Пешель на секунду умолк.
– Гурьев этот считался близким другой Александра Пушкина и принимал активное участие во всех проказах лицеистов. Юный Пушкин, узнав об исключении из лицея близкого друга, несколько дней проплакал в своей постели. Так что сами гадайте, кем были те двое сбежавших. – Он испытующе поглядел на меня.
– Насколько я понимаю характер поэта Пушкина, – проговорил я, – он бы не сбежал.
– Возможно, – согласился Пешель, – был он дерзок сверх меры всегда. Но, учитывая состояние дел его отца, исключение стало бы весьма болезненным для его семейства. Возможно, он попросту проявил благоразумие? Не думаете?
– Пушкин и благоразумие? – пожал я плечами. – Но к чему нам сейчас гадать?..
Пешель кивнул.
– К сожалению, скабрезная история кончилась невесело: хлопоты эти и безмерные и постоянные труды расстроили здоровье Василия Федоровича Малиновского, и в марте 1814 года он скоропостижно скончался, не дожив и до пятидесяти лет. Заботу о его детях взяли на себя родственники. Он умер в такой бедности, что родной брат похоронил его на свои средства.
Воспоминания эти опечалили Франца Осиповича, и некоторое время мы пили молча. Потом он снова заговорил.

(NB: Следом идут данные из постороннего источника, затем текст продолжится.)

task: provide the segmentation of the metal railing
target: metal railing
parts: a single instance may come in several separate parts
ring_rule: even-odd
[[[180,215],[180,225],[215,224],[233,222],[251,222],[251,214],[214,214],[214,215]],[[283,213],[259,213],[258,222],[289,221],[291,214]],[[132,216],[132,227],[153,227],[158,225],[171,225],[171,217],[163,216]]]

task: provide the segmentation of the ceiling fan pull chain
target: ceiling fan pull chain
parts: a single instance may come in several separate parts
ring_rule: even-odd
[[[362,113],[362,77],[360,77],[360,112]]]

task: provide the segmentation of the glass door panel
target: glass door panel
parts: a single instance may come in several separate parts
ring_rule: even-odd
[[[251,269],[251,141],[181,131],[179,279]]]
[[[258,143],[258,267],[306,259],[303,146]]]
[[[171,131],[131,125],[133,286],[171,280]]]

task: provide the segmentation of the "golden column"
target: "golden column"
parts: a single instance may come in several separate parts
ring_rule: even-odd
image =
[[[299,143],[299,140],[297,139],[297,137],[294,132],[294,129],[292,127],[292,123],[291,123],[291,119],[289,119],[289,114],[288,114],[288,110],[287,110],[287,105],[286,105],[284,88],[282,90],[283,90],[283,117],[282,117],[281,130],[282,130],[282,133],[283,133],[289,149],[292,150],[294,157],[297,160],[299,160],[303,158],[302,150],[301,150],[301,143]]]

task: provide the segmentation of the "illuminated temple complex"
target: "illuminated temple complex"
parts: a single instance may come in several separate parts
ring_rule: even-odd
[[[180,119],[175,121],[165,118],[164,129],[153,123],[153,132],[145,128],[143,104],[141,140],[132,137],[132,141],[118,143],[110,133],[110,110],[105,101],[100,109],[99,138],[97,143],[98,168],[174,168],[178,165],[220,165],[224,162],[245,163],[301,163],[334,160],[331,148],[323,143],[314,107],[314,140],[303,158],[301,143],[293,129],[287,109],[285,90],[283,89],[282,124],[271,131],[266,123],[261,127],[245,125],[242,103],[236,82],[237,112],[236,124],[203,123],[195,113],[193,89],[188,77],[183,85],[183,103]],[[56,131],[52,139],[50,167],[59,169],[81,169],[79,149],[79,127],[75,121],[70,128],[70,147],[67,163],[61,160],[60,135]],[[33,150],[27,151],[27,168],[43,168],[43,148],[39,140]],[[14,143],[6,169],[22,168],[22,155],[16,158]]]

– Второй директор – Энгельгардт Егор Антонович – был человеком весьма хорошо образованным. Он окончил модный пансион, и свои познания дополнял потом частными уроками латинского языка и математики. Поступил на действительную службу сержантом в Преображенский полк, находился ординарцем при князе Потемкине, затем при князе Куракине… При Павле он был назначен секретарем Мальтийского ордена. А надо сказать, Павел Петрович строго следил за исполнением всех орденских формальностей, и Энгельгардт, имея это в виду, тщательно занялся изучением всех деталей и, в свою очередь, преподал их наследнику. В одном из заседаний Павел Петрович был так поражен обширными познаниями наследника в деле, которым он в ту пору так страстно увлекался, что, обняв его, сказал: «Вижу в тебе настоящего своего сына». Этими отцовскими объятиями Александр был обязан Энгельгардту и никогда этого впоследствии не забывал.
– Мудро! – заметил я.
– Став директором, – продолжил Петель, – Егор Антонович и в свободное время не оставлял забот о вверенных ему молодых людях; он приглашал их к себе домой, твердо веруя, что домашнее обращение, разговор и привычка находиться в его семье принесут огромную пользу его питомцам, оторванным от внешнего мира.
Он ввел у себя еженедельные вечерние собрания, где воспитанники по очереди читали свои сочинения, рассуждали и делали взаимные замечания. По его инициативе устроилось общество под названием «Лицейские друзья полезного», участники которого занимались чтением своих сочинений в присутствии товарищей, профессоров и посторонних посетителей, а не только между собой. Дельвиг и Кюхельбекер были частыми посетителями вечеров Энгельгардта, директора Лицея, Пушкин очень редким; наконец, года за два до выпуска он и вовсе прекратил свои посещения, предпочитая им гулянье по саду или чтение. Это огорчало Егора Антоновича как хозяина и как воспитателя. Как-то во время рекреаций Энгельгардт подошел к нему и со свойственною всегдашнею ласкою спросил Пушкина: за что он сердится?